Thank you for your answer. Is there any official documentation on how to optimize the compression ratio of TiDB database files and reduce storage?

Because with 1 million data entries, the storage file system takes up 20GB, which is really unusable in a production environment.

I followed the official deployment documentation. Is there anything I might have missed?

| username: TiDBer_BVAsMOX5 | Original post link

According to the official documentation, the configuration is 1PD + 3TiKV + 1 TiDB.

| username: xfworld | Original post link

That’s just a verification. If you want to do a POC, you should refer to the configuration requirements provided by the official documentation. Additionally, the other information you mentioned is all described in detail in the official documentation, but there is a lot of it, so it will take quite a bit of time and effort to go through it all.

| username: TiDBer_BVAsMOX5 | Original post link

Thank you for your enthusiastic reply. I have a question. In actual production use, if TiDB data is stored in a three-replica manner, will there be a situation where 1 million rows of experimental data occupy 20GB in the TiDB database file system?

Is this a characteristic of the TiDB community version itself, or is there a configuration error on my part?

Simulating a production environment cluster on a single machine:

Note: My test environment uses a virtual machine with 8 vCPUs, 36GB of memory, and a 320GB SSD.

| username: xfworld | Original post link

  1. MySQL is implemented with a B+ tree, while TiDB is implemented with an LSM tree, which results in significant differences in implementation.
  2. In the pursuit of high write throughput, write amplification is inevitable. This is a known issue, not an unknown one.
  3. If sharding can meet your requirements and you don’t need elastic scaling, you might not need to consider TiDB.
  4. It is recommended to conduct a comprehensive POC before deciding if it meets your needs.
| username: dongb0 | Original post link

I also configured a single machine with 3 replicas of TiKV + 1 TiFlash along with other default settings. After inserting hundreds of thousands of rows of data, the total size of all regions should be around 1-2 GB, and the file size increased by approximately 3-4 GB. However, the total size of the folder naturally increased by more than 50 GB after the cluster was started.

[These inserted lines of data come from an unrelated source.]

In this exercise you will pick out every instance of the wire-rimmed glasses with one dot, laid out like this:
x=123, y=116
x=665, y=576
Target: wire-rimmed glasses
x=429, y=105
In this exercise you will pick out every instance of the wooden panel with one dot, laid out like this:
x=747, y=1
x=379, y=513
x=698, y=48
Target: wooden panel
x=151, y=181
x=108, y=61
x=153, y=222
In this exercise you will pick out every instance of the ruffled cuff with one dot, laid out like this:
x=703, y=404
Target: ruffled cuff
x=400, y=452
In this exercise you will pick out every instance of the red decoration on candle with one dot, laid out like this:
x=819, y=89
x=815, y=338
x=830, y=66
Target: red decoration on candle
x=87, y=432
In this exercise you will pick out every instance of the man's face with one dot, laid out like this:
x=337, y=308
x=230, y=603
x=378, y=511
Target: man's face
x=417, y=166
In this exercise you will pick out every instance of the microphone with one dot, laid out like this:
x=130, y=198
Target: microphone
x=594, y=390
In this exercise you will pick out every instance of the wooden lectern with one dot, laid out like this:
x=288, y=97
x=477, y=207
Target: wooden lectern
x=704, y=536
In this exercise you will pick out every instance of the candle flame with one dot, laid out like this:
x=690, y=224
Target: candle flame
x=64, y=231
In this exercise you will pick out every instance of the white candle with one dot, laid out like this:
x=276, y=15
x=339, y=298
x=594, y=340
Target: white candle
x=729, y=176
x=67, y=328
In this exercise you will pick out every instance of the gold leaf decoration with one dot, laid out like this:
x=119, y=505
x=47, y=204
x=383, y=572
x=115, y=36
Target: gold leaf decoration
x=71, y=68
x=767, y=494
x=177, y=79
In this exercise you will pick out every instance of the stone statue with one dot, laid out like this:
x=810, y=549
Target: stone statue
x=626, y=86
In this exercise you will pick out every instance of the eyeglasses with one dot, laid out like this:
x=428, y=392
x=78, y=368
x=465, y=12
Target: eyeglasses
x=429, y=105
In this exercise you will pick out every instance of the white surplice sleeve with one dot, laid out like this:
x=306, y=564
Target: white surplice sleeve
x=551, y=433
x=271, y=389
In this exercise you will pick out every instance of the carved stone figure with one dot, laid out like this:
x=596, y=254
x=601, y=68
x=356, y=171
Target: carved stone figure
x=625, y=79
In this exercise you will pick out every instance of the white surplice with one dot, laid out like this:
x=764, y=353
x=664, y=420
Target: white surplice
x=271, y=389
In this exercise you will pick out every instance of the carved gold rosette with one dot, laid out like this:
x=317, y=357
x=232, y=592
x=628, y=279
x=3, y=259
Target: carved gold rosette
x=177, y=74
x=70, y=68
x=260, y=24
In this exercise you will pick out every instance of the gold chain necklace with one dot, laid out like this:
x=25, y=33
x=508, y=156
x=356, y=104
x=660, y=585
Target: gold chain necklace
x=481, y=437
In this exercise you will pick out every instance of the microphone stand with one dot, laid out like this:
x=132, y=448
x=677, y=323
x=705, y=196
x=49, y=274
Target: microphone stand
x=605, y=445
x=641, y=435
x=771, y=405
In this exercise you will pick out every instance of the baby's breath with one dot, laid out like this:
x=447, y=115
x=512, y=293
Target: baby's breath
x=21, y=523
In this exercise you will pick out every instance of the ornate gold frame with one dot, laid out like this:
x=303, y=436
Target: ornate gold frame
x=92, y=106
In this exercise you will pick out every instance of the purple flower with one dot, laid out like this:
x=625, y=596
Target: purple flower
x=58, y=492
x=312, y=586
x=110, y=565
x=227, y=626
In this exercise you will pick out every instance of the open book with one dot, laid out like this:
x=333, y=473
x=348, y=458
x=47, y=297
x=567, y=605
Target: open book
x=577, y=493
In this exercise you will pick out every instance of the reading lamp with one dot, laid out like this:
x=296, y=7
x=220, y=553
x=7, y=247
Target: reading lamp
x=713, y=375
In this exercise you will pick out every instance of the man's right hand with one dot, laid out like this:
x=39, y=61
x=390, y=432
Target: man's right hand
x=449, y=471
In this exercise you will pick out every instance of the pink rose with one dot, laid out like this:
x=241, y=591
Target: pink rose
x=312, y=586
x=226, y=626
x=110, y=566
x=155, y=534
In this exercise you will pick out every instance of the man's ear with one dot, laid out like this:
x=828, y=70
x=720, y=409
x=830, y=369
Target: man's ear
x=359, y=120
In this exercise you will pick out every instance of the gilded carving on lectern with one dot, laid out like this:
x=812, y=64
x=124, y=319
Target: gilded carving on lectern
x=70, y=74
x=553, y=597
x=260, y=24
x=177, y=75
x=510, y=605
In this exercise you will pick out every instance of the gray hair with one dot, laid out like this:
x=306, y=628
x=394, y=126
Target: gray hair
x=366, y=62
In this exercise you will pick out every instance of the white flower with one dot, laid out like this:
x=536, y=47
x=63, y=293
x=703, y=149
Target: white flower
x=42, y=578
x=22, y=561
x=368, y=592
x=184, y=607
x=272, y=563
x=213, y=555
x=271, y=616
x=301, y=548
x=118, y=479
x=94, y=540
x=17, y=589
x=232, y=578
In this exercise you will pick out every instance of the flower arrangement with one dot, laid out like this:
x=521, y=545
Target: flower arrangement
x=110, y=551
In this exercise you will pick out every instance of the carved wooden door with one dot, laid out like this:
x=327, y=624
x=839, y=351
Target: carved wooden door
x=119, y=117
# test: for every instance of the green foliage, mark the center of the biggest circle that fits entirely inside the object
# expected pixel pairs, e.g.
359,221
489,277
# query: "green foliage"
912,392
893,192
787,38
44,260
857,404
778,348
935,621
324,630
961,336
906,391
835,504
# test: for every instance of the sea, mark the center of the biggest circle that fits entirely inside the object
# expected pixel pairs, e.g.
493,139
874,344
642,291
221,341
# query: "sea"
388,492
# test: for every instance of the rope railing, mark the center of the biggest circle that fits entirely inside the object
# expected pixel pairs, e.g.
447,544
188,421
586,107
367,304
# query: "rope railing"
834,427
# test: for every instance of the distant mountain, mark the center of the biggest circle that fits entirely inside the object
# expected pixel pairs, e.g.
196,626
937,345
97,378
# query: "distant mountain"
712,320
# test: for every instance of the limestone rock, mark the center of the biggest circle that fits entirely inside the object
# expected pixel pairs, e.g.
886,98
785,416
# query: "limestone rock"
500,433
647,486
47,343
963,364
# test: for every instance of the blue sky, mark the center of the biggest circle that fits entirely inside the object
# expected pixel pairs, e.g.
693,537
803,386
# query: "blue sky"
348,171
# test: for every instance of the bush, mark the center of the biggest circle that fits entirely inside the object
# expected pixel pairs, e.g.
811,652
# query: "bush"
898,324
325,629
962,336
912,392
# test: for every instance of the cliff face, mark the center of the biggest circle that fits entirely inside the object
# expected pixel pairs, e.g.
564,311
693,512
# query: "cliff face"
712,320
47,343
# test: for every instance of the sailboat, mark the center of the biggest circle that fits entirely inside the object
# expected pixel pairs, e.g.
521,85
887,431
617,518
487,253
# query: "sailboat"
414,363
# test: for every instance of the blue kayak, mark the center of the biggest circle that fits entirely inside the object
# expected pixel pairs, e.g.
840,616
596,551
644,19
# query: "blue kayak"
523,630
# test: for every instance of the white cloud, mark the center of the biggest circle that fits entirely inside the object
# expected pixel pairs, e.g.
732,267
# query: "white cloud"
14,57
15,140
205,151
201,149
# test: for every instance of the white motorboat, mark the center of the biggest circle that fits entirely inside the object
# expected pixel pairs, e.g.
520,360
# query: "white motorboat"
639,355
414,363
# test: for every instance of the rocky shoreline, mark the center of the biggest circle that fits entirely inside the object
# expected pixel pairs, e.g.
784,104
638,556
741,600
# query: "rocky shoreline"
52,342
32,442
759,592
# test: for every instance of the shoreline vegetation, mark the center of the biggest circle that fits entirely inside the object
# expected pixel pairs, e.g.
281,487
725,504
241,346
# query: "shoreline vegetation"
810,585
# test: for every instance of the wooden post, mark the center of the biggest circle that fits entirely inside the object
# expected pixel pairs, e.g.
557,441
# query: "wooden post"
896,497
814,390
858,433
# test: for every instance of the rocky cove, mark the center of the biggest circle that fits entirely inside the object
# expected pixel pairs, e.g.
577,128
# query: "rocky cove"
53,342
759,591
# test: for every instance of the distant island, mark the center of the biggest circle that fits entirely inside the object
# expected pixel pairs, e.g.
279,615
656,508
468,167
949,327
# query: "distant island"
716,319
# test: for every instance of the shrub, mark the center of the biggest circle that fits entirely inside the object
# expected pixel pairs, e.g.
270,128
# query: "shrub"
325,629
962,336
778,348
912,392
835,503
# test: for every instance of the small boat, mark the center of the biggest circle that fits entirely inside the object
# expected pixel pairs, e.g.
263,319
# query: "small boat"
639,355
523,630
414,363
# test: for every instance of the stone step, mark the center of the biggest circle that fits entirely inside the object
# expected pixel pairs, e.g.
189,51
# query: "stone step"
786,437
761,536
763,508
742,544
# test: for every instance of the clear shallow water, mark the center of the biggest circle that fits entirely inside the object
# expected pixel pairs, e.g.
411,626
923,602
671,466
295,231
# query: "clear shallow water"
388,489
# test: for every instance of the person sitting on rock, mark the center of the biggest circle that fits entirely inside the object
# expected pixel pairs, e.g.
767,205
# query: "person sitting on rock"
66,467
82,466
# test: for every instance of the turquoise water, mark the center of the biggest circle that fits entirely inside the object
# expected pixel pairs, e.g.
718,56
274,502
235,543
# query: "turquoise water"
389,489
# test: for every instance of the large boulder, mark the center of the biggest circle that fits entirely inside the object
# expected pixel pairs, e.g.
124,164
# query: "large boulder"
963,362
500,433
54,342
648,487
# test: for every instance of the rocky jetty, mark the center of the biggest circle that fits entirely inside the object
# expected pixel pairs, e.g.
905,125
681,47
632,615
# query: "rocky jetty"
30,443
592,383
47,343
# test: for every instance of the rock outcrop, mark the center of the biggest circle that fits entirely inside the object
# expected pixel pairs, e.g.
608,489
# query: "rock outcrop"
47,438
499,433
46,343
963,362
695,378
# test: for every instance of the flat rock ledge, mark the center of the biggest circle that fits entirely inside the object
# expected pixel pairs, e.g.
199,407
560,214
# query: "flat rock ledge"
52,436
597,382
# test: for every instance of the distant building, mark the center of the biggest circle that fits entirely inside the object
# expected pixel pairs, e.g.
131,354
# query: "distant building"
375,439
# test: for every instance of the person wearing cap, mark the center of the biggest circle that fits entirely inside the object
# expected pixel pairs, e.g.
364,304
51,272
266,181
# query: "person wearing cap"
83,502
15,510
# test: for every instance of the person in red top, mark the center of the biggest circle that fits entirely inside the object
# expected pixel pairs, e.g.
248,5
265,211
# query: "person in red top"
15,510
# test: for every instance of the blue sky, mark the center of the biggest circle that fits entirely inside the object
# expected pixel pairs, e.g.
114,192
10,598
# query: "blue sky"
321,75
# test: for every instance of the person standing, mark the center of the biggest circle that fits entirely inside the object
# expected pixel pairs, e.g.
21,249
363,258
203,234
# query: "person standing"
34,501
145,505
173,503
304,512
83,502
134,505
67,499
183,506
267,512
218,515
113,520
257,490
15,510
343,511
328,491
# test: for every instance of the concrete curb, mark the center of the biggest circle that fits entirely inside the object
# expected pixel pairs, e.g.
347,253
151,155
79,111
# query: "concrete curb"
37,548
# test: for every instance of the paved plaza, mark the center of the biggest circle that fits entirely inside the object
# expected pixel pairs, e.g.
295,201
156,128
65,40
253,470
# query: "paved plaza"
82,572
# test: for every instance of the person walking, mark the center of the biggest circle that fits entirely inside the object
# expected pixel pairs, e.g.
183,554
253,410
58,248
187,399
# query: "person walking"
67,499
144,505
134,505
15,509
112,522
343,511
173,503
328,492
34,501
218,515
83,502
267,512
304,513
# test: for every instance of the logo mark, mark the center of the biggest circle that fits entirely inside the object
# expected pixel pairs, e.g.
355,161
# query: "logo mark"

Folder size before deployment:

Deploying the cluster:

After starting the cluster:
50

Inserting test data according to https://docs.pingcap.com/zh/tidb/dev/sql-statement-show-table-regions:

You can see there are about 4 regions, each approximately 100 MB in size. Considering the 3 replicas, the total size should be around 1.2 GB. Now the file system usage has increased by 3 GB:
41

| username: ddhe9527 | Original post link

  1. You can wait for GC to trigger and execute compaction before paying attention to the file size.
  2. You can use the following script to estimate the size of a table in TiDB:
    TiDB 集群管理常见问题 | PingCAP 文档中心
  3. You can control the compression algorithm used by each level of RocksDB by adjusting the following parameters, but it is generally not recommended to adjust them:
    TiKV 配置文件描述 | PingCAP 文档中心
  4. You can see the space amplification rate on the Size amplification graph on the PD → Statistics - Balance page in Grafana.